# 6 weeks off but where do we go?



## AndrewandShirley (Oct 13, 2007)

We have 6 weeks off staring 25th February but cannot agree or decide where to go.

We have tried alot of site in England but alot are not open at that time or closed atm due to bad weather. Sometimes we like to go to sites and chil out in a ppol or sauna, but other times are are happy on CL's.

France is a good option and the aires are usually open. But where in pretty this time of year?

Anyone with any ideas please let us know.


----------



## LoueenCo (Oct 23, 2008)

I would drive down to Spain at least you will have some decent weather in March.


----------



## ActiveCampers (Jun 17, 2005)

Our trip last Feb-->April to Italy had, in the main, good weather, and it was pretty cheap considering and we would recommend. Details on our blog (in sig).

Loads of aires, mainly open, shorts/t-shirt a lot of the time, quiet from tourists....


----------



## oxford-wanderer (May 20, 2008)

Hi Andrew

You could always try here, if you stay in this country.

http://www.lincolnfarmpark.co.uk/

Paul


----------



## mandyandandy (Oct 1, 2006)

Hi, 

2 years ago during Feb half term we went over to France and did all around the La Bresse area going down as far as the shore of Lake Geneva, it was one of our best trips ever and had sun and snow and the most beautiful places to visit. 
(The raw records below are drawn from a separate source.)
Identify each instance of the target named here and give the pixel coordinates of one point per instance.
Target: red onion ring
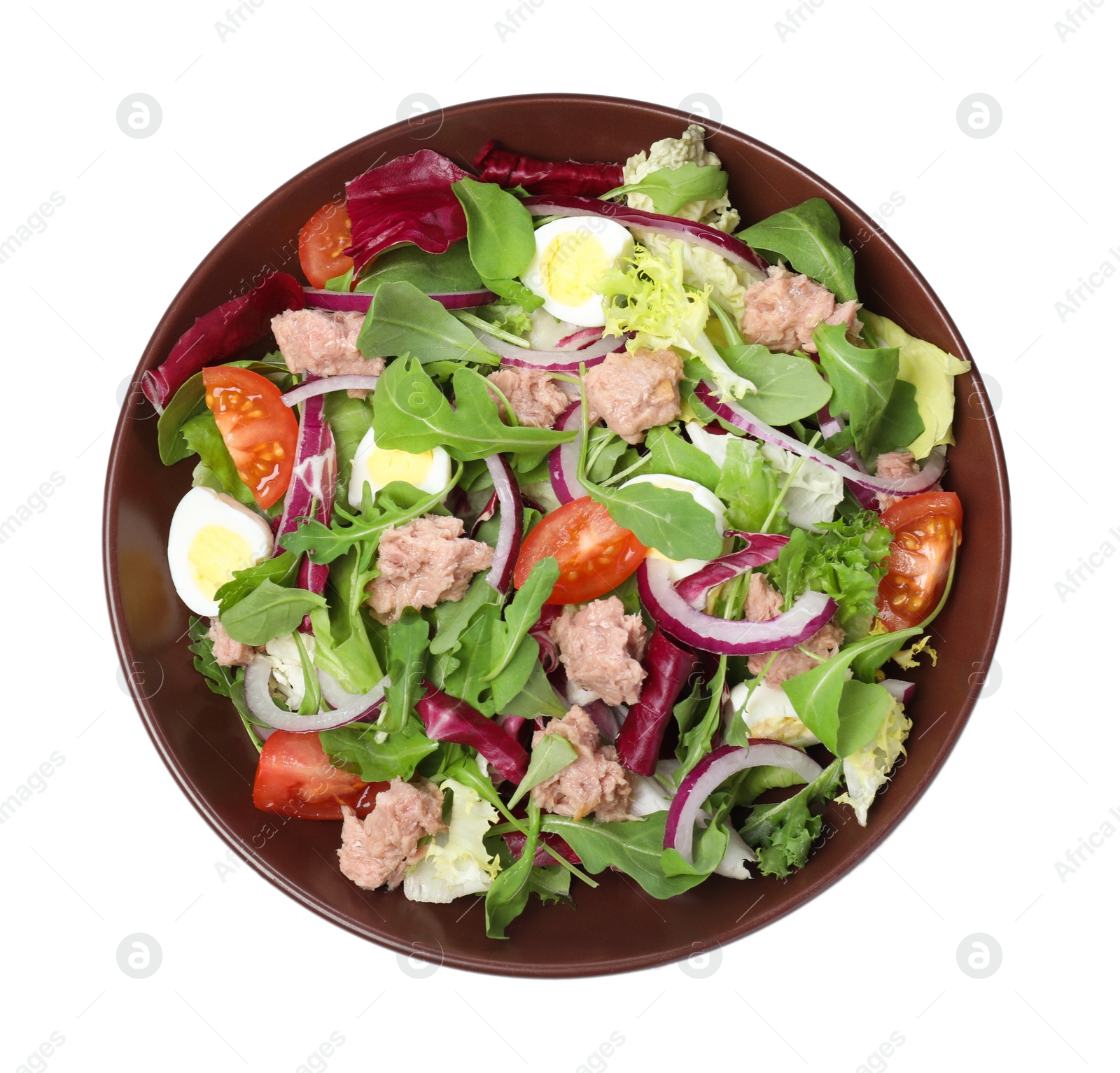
(744, 420)
(716, 769)
(761, 548)
(564, 459)
(324, 384)
(711, 239)
(509, 535)
(724, 636)
(356, 302)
Only stayed in Aires apart from one site near the Lake which is on my pictures in the gallery. Drove around lake to Montreau with no problems at all crossing borders. 

Colmar is also worth a visit, stayed on the Municipal there I think just by the river and caught the bus at the end of the site driveway. Had a huge Stalk sat out side our van every morning.  
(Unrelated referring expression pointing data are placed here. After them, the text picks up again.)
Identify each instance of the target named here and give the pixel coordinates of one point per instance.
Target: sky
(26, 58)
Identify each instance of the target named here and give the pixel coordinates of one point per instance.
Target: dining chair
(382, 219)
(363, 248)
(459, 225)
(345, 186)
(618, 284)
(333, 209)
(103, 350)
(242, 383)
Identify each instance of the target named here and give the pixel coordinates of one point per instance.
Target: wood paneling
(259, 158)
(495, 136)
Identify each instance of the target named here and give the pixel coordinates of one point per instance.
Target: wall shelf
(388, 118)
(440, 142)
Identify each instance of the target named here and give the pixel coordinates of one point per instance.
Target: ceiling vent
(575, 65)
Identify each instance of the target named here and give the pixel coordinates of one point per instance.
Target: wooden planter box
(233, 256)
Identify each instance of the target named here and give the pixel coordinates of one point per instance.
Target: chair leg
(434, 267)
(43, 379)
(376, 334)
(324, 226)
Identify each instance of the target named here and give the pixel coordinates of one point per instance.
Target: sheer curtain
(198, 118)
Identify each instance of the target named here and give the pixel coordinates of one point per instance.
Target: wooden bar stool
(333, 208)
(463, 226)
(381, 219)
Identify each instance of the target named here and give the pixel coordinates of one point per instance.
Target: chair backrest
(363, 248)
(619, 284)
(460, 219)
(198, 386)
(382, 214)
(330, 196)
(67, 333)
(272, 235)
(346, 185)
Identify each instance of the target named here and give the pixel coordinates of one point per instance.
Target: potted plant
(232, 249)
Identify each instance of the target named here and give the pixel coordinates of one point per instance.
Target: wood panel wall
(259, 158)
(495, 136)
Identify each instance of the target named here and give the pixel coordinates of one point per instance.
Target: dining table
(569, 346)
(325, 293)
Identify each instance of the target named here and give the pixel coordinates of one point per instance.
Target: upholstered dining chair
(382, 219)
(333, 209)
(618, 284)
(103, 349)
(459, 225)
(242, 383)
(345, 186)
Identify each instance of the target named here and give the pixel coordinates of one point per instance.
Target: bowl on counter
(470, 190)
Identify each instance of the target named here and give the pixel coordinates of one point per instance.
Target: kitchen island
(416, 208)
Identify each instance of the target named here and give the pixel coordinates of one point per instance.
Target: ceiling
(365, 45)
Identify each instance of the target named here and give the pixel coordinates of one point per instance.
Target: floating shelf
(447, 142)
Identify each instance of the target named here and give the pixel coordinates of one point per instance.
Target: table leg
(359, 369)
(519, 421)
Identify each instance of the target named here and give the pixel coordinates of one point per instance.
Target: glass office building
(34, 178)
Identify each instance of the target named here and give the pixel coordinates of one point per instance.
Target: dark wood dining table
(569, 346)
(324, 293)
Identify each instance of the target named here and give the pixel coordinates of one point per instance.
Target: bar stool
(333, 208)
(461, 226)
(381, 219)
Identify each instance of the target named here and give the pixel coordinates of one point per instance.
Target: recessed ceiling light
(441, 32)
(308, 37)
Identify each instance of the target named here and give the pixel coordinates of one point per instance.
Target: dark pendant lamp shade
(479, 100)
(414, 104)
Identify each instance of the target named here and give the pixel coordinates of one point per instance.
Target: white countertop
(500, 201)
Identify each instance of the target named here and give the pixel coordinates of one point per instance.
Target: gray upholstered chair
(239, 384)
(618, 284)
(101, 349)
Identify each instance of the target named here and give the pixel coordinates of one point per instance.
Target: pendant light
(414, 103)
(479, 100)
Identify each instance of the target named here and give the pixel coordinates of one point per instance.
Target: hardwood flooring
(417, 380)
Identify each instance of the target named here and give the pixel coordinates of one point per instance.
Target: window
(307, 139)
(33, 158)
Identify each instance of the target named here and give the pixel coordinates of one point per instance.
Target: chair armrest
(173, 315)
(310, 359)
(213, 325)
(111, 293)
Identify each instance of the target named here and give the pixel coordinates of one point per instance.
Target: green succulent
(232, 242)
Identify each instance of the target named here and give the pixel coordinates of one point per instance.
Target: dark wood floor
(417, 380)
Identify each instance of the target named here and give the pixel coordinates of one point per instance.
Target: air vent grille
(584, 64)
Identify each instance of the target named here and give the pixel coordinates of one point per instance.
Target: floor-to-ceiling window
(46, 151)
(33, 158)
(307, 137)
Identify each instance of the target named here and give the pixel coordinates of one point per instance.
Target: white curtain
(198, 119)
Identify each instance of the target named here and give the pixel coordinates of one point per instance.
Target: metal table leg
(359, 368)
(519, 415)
If you need more info on the trip just let me know, I keep a diary of all trips. 

Mandy

Apologies for wrong spellings of places.


----------



## lalala (Aug 13, 2009)

W have visited Italy a few times during February, both North, Venice, Florence, Pisa etc and South, Naples. We weren't in a motorhome but the weather was very good, sunny with blue skies though cold at night. Remember that February is Venice carnival though it might not coincide with your dates. We stay at a small site on the Brenta canal with a regular bus service (1 euro) directly into Venice.
Lots to do and see whatever the weather.
Wherever you choose, have a great time.
lala


----------



## jeffro (Jan 13, 2009)

Got two weeks off driving to portugal next weekend looking for some better weather jeffro


----------



## teemyob (Nov 22, 2005)

*Where*

Just come back from Spain, France and Andorra.

Spain, apart from Javea area was cool, very. One hour inland from the Spanish coast was 1 meter of snow!. The Pyrenees was great for Skiing mind.

If I had your six weeks,

Provence and Cote D'Azur (for some reason this is now often referred to as "PACA" why?) is very nice in the springtime.

But I would head for some sunshine down in Sicily where we have never been, then head back along Cote D'azur and Provence back through Alps to UK.

TM


----------



## eddied (May 9, 2005)

*Where to go*

 No contest - make your way down to Easter in Rome. On the way Vosges/Alsace, Luzern/Lugano, Riviera dei Fiori/5 Terre, Lucca/Pisa, Siena/Saturnia/Argentario peninsula.
For where to stray www.camperonline.it - www.turismoitinerante.it - www.camping.it
saluti,
eddied


----------



## lufc (Jun 24, 2007)

Come over here and do my job, I'll soon find somewhere to go


----------



## CandA (May 1, 2005)

Hi
Unless you regularly get 6 weeks off in one go, it seems worth going that bit further than you might do in a 2 week holiday. Sicily would be a good idea, fantastic place and warm and so much to see in Italy on the way there and back - or you could sail from Genoa to Sicily and then potter back through Italy as it warms up.
Good wishes and hope you have fun wherever you go.
CandA


----------